生駒ちゃんすごい!かわいい!というツイートにたくさん反応をいただいて*3生駒ちゃんファンの方のツイートをちらちらと見る中で「夢」「希望」というワードが目にとまりました。舞台上で一際輝く存在感を放っていたケツァールは生駒ちゃんそのものだったのかもしれない。全く知らない、初見だったから、分からないけれど、そう思いました。
あんなに小さくて細くてとにかく華奢なのに、出てきた瞬間一人だけ違うオーラがあるって悟ったし彼女は舞台上でとても特別でした。演劇をやるために生まれてきたのかとすら思う存在感と同時に、きらめくオーラはアイドルのそれで。二つを持ち合わせたパワー溢れる彼女はまぎれもなくステージ上に生きる人なのだと思います。

ああ、かわいかったなあ。ほんとうに素敵でした。特報を見た時から絵面が最強!って思っていたのですが、永遠の少年のような松田さんと可憐な少女の生駒さんは舞台の上でもやっぱり最強でした。表現をするために生を受けたような人たち。特別なオーラ。キスも抱擁も、あんなにも透き通ったまっすぐな「愛」の表現をわたしは見たことがない。
やっぱりこの組み合わせは世界を変えるだけのパワーを持った凄まじい最強のかけ算だなと思います。この発想は天才、という感じ。

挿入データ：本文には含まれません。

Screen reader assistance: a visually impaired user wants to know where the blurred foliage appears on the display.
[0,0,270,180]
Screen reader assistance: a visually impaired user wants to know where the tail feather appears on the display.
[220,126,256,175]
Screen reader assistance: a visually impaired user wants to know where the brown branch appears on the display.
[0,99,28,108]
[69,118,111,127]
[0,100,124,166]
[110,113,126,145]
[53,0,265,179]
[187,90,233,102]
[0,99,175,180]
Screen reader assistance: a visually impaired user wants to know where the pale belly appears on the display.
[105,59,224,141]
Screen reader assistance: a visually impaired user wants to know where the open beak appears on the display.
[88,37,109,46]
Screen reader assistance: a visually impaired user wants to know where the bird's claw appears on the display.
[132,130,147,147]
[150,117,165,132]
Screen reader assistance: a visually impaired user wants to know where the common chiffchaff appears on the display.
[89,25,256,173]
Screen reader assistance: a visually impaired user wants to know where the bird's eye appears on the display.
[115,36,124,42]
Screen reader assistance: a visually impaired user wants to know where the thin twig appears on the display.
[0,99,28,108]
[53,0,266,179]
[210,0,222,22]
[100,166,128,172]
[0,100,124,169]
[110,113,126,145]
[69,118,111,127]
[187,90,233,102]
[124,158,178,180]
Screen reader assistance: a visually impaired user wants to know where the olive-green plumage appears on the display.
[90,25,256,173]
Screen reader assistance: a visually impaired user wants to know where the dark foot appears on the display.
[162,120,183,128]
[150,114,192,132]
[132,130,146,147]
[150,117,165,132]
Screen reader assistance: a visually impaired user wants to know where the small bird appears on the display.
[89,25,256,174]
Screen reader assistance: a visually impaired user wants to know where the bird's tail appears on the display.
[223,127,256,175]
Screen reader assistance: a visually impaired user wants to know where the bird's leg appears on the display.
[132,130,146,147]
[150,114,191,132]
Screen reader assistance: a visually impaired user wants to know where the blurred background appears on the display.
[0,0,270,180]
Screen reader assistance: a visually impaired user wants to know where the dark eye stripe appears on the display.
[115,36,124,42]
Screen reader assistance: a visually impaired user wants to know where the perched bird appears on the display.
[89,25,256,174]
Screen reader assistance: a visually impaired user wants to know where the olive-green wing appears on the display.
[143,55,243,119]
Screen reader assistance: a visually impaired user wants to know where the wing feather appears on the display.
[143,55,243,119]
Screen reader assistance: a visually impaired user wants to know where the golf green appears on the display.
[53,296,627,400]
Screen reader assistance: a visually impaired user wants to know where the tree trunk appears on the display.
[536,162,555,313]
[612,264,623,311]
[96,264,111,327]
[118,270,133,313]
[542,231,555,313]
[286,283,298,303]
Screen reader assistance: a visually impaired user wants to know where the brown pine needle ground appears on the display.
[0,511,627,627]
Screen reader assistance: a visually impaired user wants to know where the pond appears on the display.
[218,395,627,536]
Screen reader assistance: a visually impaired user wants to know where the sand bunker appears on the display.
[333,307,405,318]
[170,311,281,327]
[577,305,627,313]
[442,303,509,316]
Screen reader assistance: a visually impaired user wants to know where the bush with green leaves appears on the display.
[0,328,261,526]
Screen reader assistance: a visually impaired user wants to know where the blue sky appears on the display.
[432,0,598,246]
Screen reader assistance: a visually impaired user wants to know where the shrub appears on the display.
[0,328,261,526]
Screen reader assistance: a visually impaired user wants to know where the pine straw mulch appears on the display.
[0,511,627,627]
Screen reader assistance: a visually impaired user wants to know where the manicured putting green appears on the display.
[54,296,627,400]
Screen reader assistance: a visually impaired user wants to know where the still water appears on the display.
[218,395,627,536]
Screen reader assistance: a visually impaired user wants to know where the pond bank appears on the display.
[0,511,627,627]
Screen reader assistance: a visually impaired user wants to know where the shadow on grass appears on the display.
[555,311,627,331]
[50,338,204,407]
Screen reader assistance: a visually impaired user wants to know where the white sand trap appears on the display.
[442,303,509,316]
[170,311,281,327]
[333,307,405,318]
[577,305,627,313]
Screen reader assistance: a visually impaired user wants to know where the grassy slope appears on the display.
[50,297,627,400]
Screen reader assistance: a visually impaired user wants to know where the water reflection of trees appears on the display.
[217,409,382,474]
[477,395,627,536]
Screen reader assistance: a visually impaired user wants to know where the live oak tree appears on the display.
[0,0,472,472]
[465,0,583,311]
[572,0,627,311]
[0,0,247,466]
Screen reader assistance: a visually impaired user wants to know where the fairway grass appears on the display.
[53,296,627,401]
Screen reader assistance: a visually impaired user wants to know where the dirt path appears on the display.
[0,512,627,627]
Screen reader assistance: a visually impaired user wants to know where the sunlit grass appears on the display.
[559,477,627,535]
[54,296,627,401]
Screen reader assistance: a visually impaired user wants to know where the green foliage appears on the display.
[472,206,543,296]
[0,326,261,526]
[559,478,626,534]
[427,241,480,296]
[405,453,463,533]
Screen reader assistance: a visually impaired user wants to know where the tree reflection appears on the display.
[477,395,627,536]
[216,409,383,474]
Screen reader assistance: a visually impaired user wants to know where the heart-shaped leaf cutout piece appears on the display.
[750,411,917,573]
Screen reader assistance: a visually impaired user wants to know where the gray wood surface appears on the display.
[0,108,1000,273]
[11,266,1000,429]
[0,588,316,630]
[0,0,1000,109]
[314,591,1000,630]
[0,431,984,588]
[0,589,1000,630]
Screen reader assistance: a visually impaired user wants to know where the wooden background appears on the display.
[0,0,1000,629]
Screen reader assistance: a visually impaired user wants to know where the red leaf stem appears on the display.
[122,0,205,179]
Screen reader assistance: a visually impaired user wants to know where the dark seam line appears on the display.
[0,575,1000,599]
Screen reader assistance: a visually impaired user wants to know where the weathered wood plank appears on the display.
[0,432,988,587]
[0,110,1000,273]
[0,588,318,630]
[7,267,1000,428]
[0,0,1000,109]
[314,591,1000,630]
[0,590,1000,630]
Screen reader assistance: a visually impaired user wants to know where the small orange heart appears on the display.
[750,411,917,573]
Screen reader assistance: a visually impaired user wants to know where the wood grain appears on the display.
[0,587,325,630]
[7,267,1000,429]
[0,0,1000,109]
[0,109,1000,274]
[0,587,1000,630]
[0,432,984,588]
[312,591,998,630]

W主演のお二人に魅せられながら、実はひさしぶりに脳天をやられ心揺さぶられる体験をしていました。
終演後最初のツイートがこれ。

トゥーランドットの感想を誰かに語るのなら第一声は「鈴木勝吾がマジでマジでヤバい」になっちゃうと思う。
わたしは中盤からこの人が喋るたびに息が止まり涙を禁じ得ず、そしてその状況に動揺していました。あるシーンから、ふと。どこからだっけな。…って、台本を開いて確認するとかなり早い段階で心奪われているんですよね。あーーー…わっっかんないな。
謎の男=支配人=カラフってすごく苦しい役だと思います。愛により生まれ、「世界を変える」という生きる意味を与えられ。しかし愛が失われた世界で、「何も変わらないことを確かめるため」に「世界を変えようとする」そんなの、あまりにもしんどい。
彼のセリフに「矛盾しているぞ」とありますが、矛盾している人が他者に言う「矛盾している」ってほんとうに滑稽。

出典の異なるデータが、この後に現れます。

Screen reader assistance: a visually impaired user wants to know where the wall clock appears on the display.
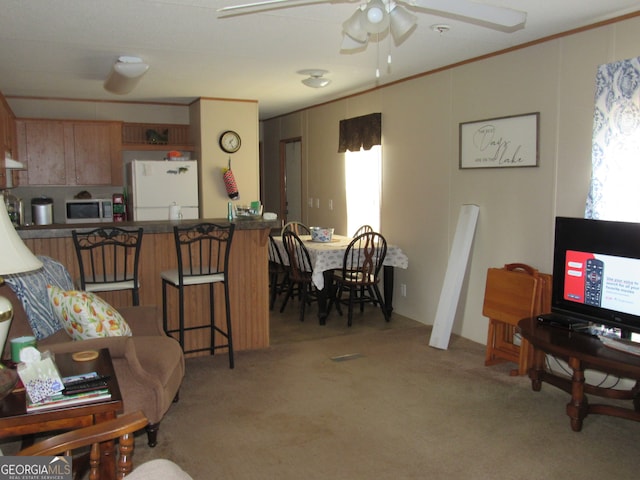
[218,130,242,153]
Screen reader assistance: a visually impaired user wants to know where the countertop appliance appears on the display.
[127,160,199,221]
[64,198,113,223]
[31,197,53,225]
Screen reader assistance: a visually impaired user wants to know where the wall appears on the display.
[190,98,260,218]
[263,17,640,343]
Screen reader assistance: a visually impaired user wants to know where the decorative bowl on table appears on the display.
[310,227,333,243]
[233,204,262,220]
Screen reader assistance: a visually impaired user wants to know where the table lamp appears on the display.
[0,193,42,399]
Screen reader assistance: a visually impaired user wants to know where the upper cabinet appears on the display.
[0,94,16,188]
[122,123,190,152]
[16,120,123,186]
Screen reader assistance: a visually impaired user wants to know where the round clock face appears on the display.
[219,130,241,153]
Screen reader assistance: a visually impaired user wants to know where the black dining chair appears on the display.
[280,230,318,322]
[71,227,143,305]
[160,223,235,368]
[353,225,373,238]
[329,232,390,326]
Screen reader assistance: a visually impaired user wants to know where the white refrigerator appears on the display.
[127,160,199,221]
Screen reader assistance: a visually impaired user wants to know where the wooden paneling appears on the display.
[25,229,269,356]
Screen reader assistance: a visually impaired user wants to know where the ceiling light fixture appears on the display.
[104,56,149,95]
[341,0,418,51]
[298,69,331,88]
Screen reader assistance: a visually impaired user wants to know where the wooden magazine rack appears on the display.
[482,263,552,375]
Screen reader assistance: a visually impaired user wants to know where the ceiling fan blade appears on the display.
[405,0,527,28]
[217,0,335,17]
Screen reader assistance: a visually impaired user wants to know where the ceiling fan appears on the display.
[218,0,527,51]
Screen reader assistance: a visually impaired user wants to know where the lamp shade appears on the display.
[0,197,42,275]
[364,0,389,33]
[104,56,149,95]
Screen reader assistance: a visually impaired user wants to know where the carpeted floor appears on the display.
[135,307,640,480]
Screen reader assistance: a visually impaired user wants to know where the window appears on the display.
[344,145,382,236]
[585,57,640,222]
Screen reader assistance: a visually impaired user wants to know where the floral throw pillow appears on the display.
[47,285,131,340]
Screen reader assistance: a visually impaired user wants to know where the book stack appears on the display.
[27,372,111,412]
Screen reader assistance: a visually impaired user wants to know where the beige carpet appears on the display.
[135,304,640,480]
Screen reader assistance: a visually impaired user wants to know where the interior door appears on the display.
[280,138,302,223]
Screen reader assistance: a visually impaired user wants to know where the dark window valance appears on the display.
[338,113,382,153]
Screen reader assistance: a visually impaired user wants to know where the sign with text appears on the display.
[0,456,73,480]
[459,112,540,168]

この世界において「世界を変える」とは、感情を失った人間に感情を宿すこと。そしてその手段が「演劇」
彼自身が人間であり、変わらないことを身をもって知っているのでしょう。
彼が本当に世界を変えたかったのかは分からない。ただ、それが与えられた生きる意味。ああ、世界、変えたかったのかも。でも変えられない、変わらない。誰も望んでいない。意味を全うできないから「こんな命、いつ捨てたって構わない」のかもしれない。けれど「世界は変わる」と自分の半身とも言えるカラスが曇り一つなく信じ、行動している。自分だって心の底では信じている。
ビッグブラザー」は彼に全てを教えました。それは彼がずっと苦しみ続けるということ。

演劇で世界を変えられると本当に信じている(とこちらも見ていて感じる)人が、演劇で世界を変える人間を演じ、そして「世界は変わらない」と言い続ける。とんでもないな。そう思いました。この人にそんなことさせるの?って。毛利さん、鬼だなーって。でもね、わたしがあまり知らなかっただけかもしれない。だって底知れない。だから魅せられたのかも。パンフを読んで、ちょっと分からなくなりました。同時に腑に落ちた。

支配人の苦しみを、感情の起伏を直に浴びたのだと思う。いわば「抑え」のお芝居。その中にとんでもないエネルギーがある。すごい。ひたすらすごい。なんか分かんないけれど、とにかく直に心がやられる。あれ、何がどうなってるの?気付いたら目で追っていたとかそんなレベルではなくて、目を奪われるというか、見ないという選択ができなくなっていて。

トゥーランドット」お披露目の支配人挨拶、もうすごかった。あの声量、美しい迫力。正直、10人の声量さえ勝てない。あれを味わえるのは劇場だけ。うわ!世界変わる!という気持ちになるしわたしは変えられてしまった。
そして最後の最後、最強の二人=崩れ落ちるケツァールを抱きしめるカラスを見る支配人の表情が忘れられません。「愛」を知った、それ。どう言葉にしてよいか分かりません。支配人、もう死にたいなんて思わないよね。
ビッグブラザー」が君臨するあの世界で、"高貴な女"と"謎の男"はトゥーランドットとカラフでした。虚構の中のトゥーランドットとカラフの背後で愛を知った二人。あまりにも美しすぎる構図。わたしはたしかに感動していました。あの場で感情を知った観客達と同じように。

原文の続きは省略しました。